第3回:InDesign問題4

課題内容:自動表組みの制作

「問題4:自動表組みの制作」では、Excelデータを差し替えることで内容が自動的に更新されるカルチャースクールのスケジュール表フォーマットを制作する課題が出題されました。

【問題文全文】

この課題の問題文を確認したい方は、こちらのPDFをご覧ください。

出題の意図

ExcelデータをInDesignと連携させ、効率的に利用するための方法を問題にしました。また、段落スタイルをより活用するため、正規表現の問題もセットにしました。
InDesignでExcelデータを利用する際は、必要な部分をコピーしてInDesign上にペーストすることが多いでしょう。この方法の欠点は、元のExcel データに変更があった場合、変更箇所をInDesignにコピーし忘れる危険性があることです。
しかし、Excel のデータをInDesignの表に「リンク」させることで、元データの変更をInDesign側に容易に反映させることができます。
「リンク」といえば、画像を配置する際の標準的処理として利用されているものの、テキストデータの配置にはほとんど利用されていないのが現状です。
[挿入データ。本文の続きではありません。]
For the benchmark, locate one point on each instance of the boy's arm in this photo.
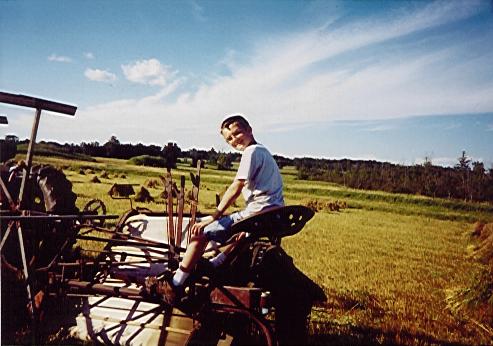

その理由のひとつに、文字やExcelデータをリンクとして扱う際は、設定によって配置結果が異なるなど、画像データより扱いづらい点があると思います。しかし、コツさえつかめば難しいことはありません。
この課題への取り組みをきっかけにExcelとInDesignの連携機能を学び、仕事の幅が広がれば嬉しく思います。

完成見本

問題4完成見本

課題のポイントと必須技能

ExcelデータをInDesignとリンクさせるために必要な設定、手順を正確に行っているかどうかがポイントになります。必須となる設定、手順は下記の通りです。

【必須技能】

  1. 環境設定
    テキストリンクを利用するためには、InDesign環境設定メニュー/「ファイル管理」/「リンク」の「テキストおよびスプレッドシートファイルを配置するときにリンクを作成」にチェックを入れておきます。チェックがオンの状態でExcelデータを配置するとリンクされます。
  2. 読み込みオプション
    Excelデータの書式を活用するために、Excelデータ配置時の読み込みオプションで「1回だけフォーマット」を指定します。「1回だけフォーマット」は、Excelデータの初回読み込み時にのみExcelデータの書式を保持する方法で、リンクを更新した際は、Excelデータの書式に変更があっても無視されます。データ更新時、Excelの数値等のデータ変更のみ反映させ、デザイン上の更新は行いたくない場合に最適なオプションです。
    ここで間違えて「フォーマットテーブル」を指定すると、Excelデータの再リンク時に書式が書き換わってしまいますので、注意が必要です。
  3. 段落スタイル
    再リンク時にテキスト属性が変更されないよう、「1回だけフォーマット」で読み込んだExcel表のすべての書式をInDesignの段落スタイルに登録します。そしてその段落スタイルを含むセルスタイルを作成します。

この課題で一番の難所は?

  • セルスタイルを作成する際、セル内の文字が選択されているとそのセルの線の属性も登録されますが、セルスタイルに線の属性が登録されていると、再リンク時にオーバーライド(登録されたスタイルと異なる属性が含まれた状態)が発生する原因になりますので、登録されないよう注意が必要です。
  • Excelデータを更新する際、文字スタイルパネルの「なし」を選択するようにします。「なし」以外が選択されていると、データ更新時に選択した文字スタイルが適用されてしまいます。
  • 正規表現スタイルに関しては、「■講、■定、■費」を囲み文字にする際、条件部分に「■」を設定します。「講、定、費」の文字を条件に設定してしまうと、その後の文章内で「講、定、費」の文字が使用されている場合、その文字がすべて囲み文字になってしまいます。

課題出題者からのメッセージ

Excel データをInDesign で利用する際、コピー&ペーストを利用するか、リンクを利用するかは、データの更新頻度とExcelデータ作成者のスキルによります。差し替えの多いExcelデータを社内で作成し、InDesignに流用したいときに、ぜひ活用してみてください。
今回の問題のように「1回だけフォーマット」もしくは「フォーマットテーブル」でExcelデータを配置すると、Excelで入力したルビがInDesignにそのまま配置されてしまいます。InDesign上でルビを消す作業は大変なので、必ずExcel上でルビを削除してからInDesign で利用してください。

注意事項

課題解説で紹介する手法は、この課題において模範となる例であって、その内容が各社の手法と異なる場合、それを否定するものではありません。ご理解とご了承をお願いします。